An oil warning light shows up on your dashboard. What do you do? Sometimes it seems that dash lights come on randomly, when nothing’s wrong. So why worry about it?
“There’s no light on the dashboard that should ever be ignored,” says Shelly Smith, owner of Port Moody Auto & Air. “Oil, battery, coolant, ‘check engine,’ all need to be dealt with. A light tells you something’s not working.”
It’s very different from the old days when people used to put a piece of tape over the ‘check oil’ light that kept coming on every other day when nothing was wrong, Smith explains. Today’s dash lights give more accurate readings.
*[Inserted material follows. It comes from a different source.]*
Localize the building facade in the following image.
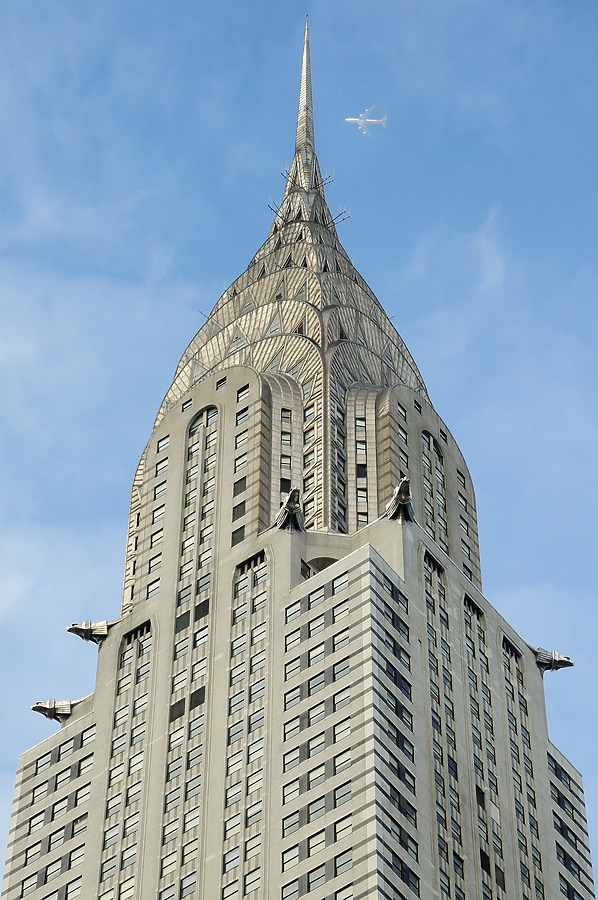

And if the check engine light is flashing, you don’t want to take any chances, Smith says.
“Get it off the road and don’t drive it at all. You have to pull over.”
Unfortunately, not everyone takes this advice.
“We had a woman with a Mini Cooper and her check engine light had been on forever,” says Smith. “She had 52 codes behind that, and all of these codes are combining. It’s hard to figure out where to start on the car.”
Some people try to save money by self-assessing and doing repairs just using the trouble codes that Smith and her team uncover during a diagnostic.
“We say OK, they can try and fix things on their own,” Smith says, “but more often than not, they come back.”
The key, of course, is not just getting the codes. Whether you have two or 52 codes, you still need to be able to diagnose the problem, says Smith, and that’s where you need the expertise that 50 years in the automotive service can provide.
So the next time a warning light flashes on your dashboard, don’t assume it’s nothing.
“At least get it diagnosed,” says Smith. “You want to know what you’re dealing with.”
Complete engine failure could be the result of an ignored light, and the cost to replace that starts at $3,000.
“You’re going to spend more money in the long run,” says Smith. “The longer you leave it, the worse it’s going to get.”